Réalisation de Romy Boutin Saint-Pierre.
Scénarisation et direction des actrices par Rosalie Cournoyer.
Patiner
J’ai tant patiné. Depuis toute petite. Je laçais mes patins au chaud dans le portique de la maison et je me lançais dans le banc de neige et dans le froid jusqu’à la patinoire voisine, rejoindre Nounoune et Gege, et nos grands frères, et leur canaille copain Yvan. Et on patinait, patinait, jusqu’à n’en plus pouvoir. Les mèches de cheveux givrées, les joues et les poignets mordus et rougis de froid, parfois le bout du nez blanc… oh ce douloureux souvenir des orteils qui dégèlent en picotant!
Puis les midis d’hiver, à la patinoire de l’université…
Ça faisait une éternité!
J’ai eu le goût de m’y remettre. J’ai retrouvé mes vieux patins, encore aiguisés, dans un recoin de mon barda. Pendant le dîner des tout-p’tits de l’école primaire d’à côté, je suis allée squatter leur mini-anneau de glace. Le temps de lacer mes bottines, la tempête s’était levée. Le plaisir de patiner quand il neige, dans un silence ouaté inusité. Chambranlante au départ, j’ai retrouvé mon allant assez rapidement. Patiner ne s’oublie pas, c’est comme aller à vélo, ou danser le tango, c’est la mémoire du corps.
Puis, à la faveur d’une rafale en pleine face, je me suis retrouvée prise dans le courant d’une vague sautillante de petits guerriers, bien dodus et bien casqués, les vaillants maternelle-première année. C’était charmant!
Madame Tremblay
J’aime parcourir des archives de photographies anciennes.
Il s’y cache parfois des bijoux de flous, de textures, de compositions et d’atmosphères.
Ici, Madame Tremblay lors de son voyage de noces dans les années 50.

Le ruisseau
En sortant du four mon vrai gâteau italien citron-amandes bien sucré, je me suis subitement demandée si le ruisseau était gelé.
Avec une pensée amicale pour Alice et Tinamer de Portanqueu, j’ai pris le champ, plein de lumière rose et de flocons pelucheux, puis le bois, bleu.
Au bout des pistes du cerf, du renard et du mulot, j’ai retrouvé mon ruisseau. Il était bien gelé, je l’ai traversé, juste pour la joie de traverser un grand ruisseau gelé.
Scoop
Mon petit-fils s’est mis debout. Il a officiellement rejoint la troisième dimension. À voir sa bette, oooooooh qu’il va aimer ça!
Août au lac
Les intrus à moteur son partis.
Mon beau grand lac a retrouvé la tranquillité d’août. La forêt et sa petite faune sont les premiers à reprendre leurs droits.

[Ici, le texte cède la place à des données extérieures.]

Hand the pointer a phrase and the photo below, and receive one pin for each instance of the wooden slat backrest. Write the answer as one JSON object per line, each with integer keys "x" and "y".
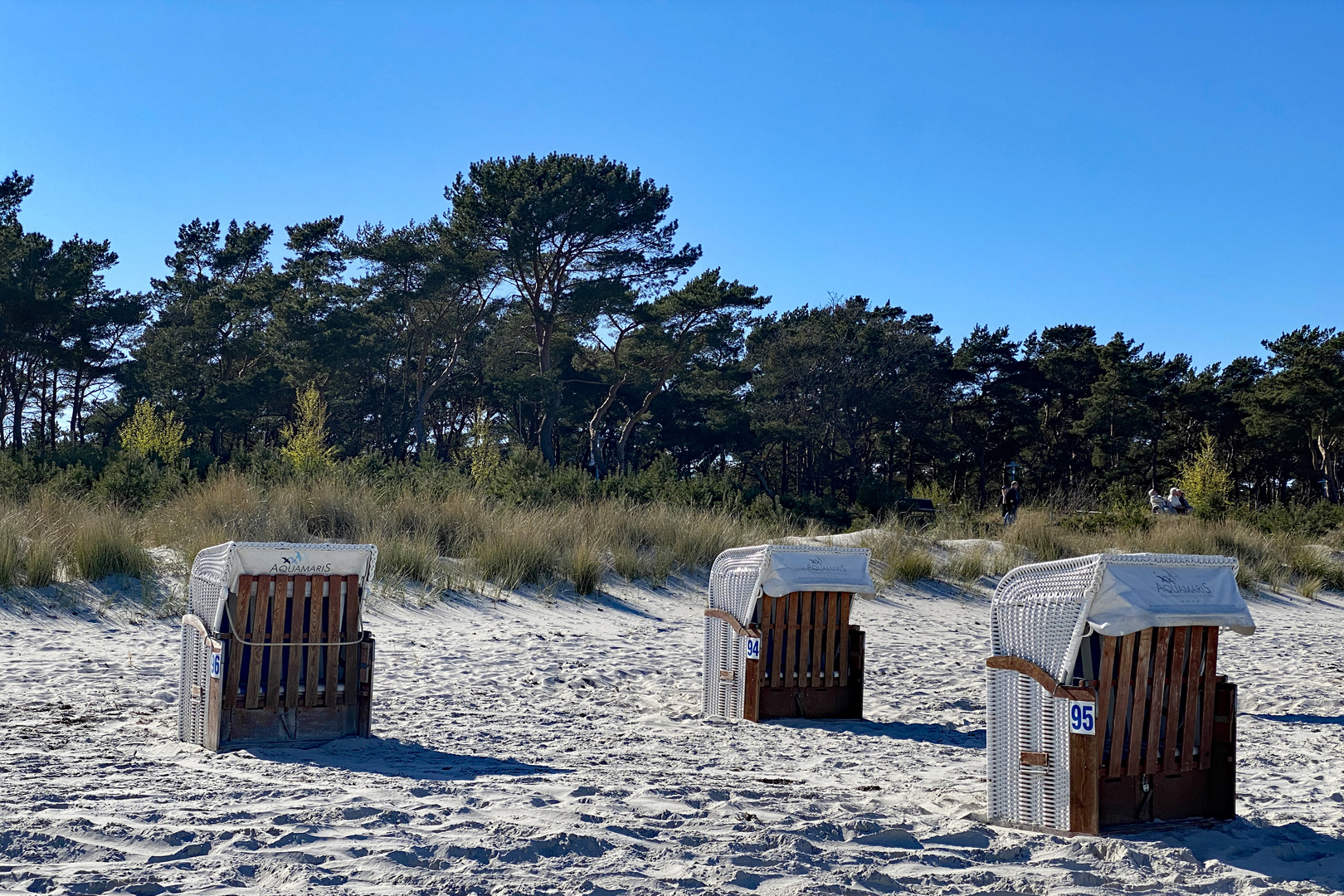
{"x": 329, "y": 631}
{"x": 275, "y": 655}
{"x": 843, "y": 644}
{"x": 1194, "y": 657}
{"x": 1205, "y": 733}
{"x": 1155, "y": 700}
{"x": 806, "y": 640}
{"x": 1175, "y": 694}
{"x": 1121, "y": 709}
{"x": 1159, "y": 703}
{"x": 295, "y": 635}
{"x": 283, "y": 616}
{"x": 257, "y": 635}
{"x": 314, "y": 635}
{"x": 1140, "y": 696}
{"x": 234, "y": 655}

Ah, le plaisir de nager seule dans un grand lac à l’onde fraîche. Au-dessus, une buse joue au planeur dans les courants d’air chaud. Dans le royaume à grenouille, N’Héron, le grand bleu, fait la branche sur ses échasses en attendant que son goûter passe par là. Riquiqui, le Martin-pêcheur fou, se garroche à l’eau puis se sauve, menu fretin au bec, dans un joyeux bruit de crécelle. Jo et Josette Huards, au rire dément, émergent ici, puis coulent là, puis ré-émergent… tiens, où donc cette fois?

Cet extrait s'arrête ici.